For the greatest affordability, consider a 1971 or 1972 model. If you want a GTO with the most power, go with an earlier model. Trim and body parts have been reproduced in abundance to enhance the performance of your vehicle. While values for the Pontiac GTO will keep rising for factory-correct, restored models, this classic car remains affordable for your restoration project.
8. Dodge Charger (1968-1970)
The 1968-1970 Dodge Charger combines beauty and brawn, which is why so many enthusiasts consider this to be one of the best muscle cars of all time. For decades to come, the outstanding design of the Charger will keep this model one of the most popular classic vehicles to restore. You can obtain any mechanical part, and the list of reproduction body panels is growing every day. Rust can be a problem, as with any car from this era, but patch panels are widely available.
The amount of money and time that goes into your car restoration project depends on what condition you find the car in. But if you have time and skill, you can restore a Charger even in poor initial condition to its former glory.

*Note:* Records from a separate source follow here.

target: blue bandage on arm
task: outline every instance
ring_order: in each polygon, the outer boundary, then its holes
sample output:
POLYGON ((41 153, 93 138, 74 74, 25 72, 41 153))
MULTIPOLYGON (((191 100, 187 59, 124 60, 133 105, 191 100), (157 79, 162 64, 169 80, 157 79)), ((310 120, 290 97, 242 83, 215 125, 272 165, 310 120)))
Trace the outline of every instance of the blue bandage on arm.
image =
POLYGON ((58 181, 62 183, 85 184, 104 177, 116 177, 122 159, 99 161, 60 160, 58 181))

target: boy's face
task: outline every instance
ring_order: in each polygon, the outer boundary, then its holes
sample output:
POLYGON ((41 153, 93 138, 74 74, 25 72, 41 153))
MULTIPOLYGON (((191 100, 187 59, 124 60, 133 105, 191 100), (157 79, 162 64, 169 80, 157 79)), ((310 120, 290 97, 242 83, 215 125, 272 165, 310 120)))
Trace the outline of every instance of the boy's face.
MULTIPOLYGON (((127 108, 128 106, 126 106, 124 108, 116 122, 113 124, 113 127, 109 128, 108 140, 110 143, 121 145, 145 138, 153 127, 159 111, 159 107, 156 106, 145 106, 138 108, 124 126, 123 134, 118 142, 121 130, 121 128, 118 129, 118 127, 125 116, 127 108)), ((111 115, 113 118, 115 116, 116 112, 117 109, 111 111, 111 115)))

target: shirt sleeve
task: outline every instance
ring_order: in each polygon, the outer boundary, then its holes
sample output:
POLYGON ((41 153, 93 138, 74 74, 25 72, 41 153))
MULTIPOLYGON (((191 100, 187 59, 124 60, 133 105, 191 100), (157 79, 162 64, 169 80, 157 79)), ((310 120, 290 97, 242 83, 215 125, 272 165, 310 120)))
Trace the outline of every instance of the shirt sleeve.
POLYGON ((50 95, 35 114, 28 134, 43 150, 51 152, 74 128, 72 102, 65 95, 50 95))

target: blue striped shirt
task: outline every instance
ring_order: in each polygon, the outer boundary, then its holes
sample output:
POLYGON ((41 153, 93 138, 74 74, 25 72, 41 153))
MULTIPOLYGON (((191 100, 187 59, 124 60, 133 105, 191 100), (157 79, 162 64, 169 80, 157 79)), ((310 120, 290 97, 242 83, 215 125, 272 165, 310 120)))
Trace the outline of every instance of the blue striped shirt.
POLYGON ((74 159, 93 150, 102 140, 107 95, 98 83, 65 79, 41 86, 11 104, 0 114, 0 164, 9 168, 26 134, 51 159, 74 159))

You’ll pay more for a bigger engine upfront, but this will add to the vehicle’s value when the restoration is complete. No matter which engine you choose, the Dodge Charger is one of the most iconic classic cars you’ll find. It’s fun to drive, fantastic to look at and handles well.
9. Chevy Advance Design Pickup (1947-1954)
Chevrolet’s Advance Design replaced 1941-1947’s AK Series of pickup trucks. These redesigns were considered sleeker and more powerful, with an appealing larger body than the AK Series. If you’re restoring the exterior of this pickup, you might be going for popular, unique colors like Forrester or Juniper Green or Transport Blue. You might even find 1954 two-tone, white-top cabs.
These pickups are just as popular today as they were during their release. Whether you’re restoring to resell or want to show off your Chevy at a truck show, your project is sure to have some eyes on it. When you’re looking for restoration parts, you might see models referred to as “1947-2nd Series” and “1955-1st Series.”
10. Pontiac Firebird (1970-1973)
Perhaps the best classic car to rebuild is the 1970-1973 Pontiac Firebird. Early second-generation Firebirds are highly sought-after now that prices for the first generation have soared. Enthusiasts love the Firebird for its understated styling, great proportions and classic Pontiac power. The Firebird comes with everything, including a 400 cubic inch V-8 and overhead-cam straight six. The Firebird offers something for everyone.
While the average enthusiast may not be able to afford a first generation, the 1970-1973 models are more affordable. We recommend the Trans Am and Formula models. Many reproduction parts are available, including new body panels. Though rarer than Camaros, the strong aftermarket support means surviving Firebirds have nearly limitless potential. You can easily restore and sell a Pontiac Firebird as long as you correctly restore the model to factory specs. For a classic with a cool 70s vibe, consider a Pontiac Firebird for your next car restoration project.
Find the Parts You Need From Raybuck Auto Body Parts
At Raybuck Auto Body Parts, we provide our customers with the best quality parts and service available. We have spent decades honing our parts line down to the best offered in the industry. Now, we’re a top supplier of aftermarket restoration parts for your classic car, light duty truck, van or SUV.
When you choose Raybuck, you’ll find quality parts for fair prices and a higher level of customer service. Whether you need replacement parts for your Ford, Chevy, Jeep, Dodge or Volkswagen, we have a wide selection of quality parts to choose from. Contact us at Raybuck to find the right parts for your classic car restoration project today!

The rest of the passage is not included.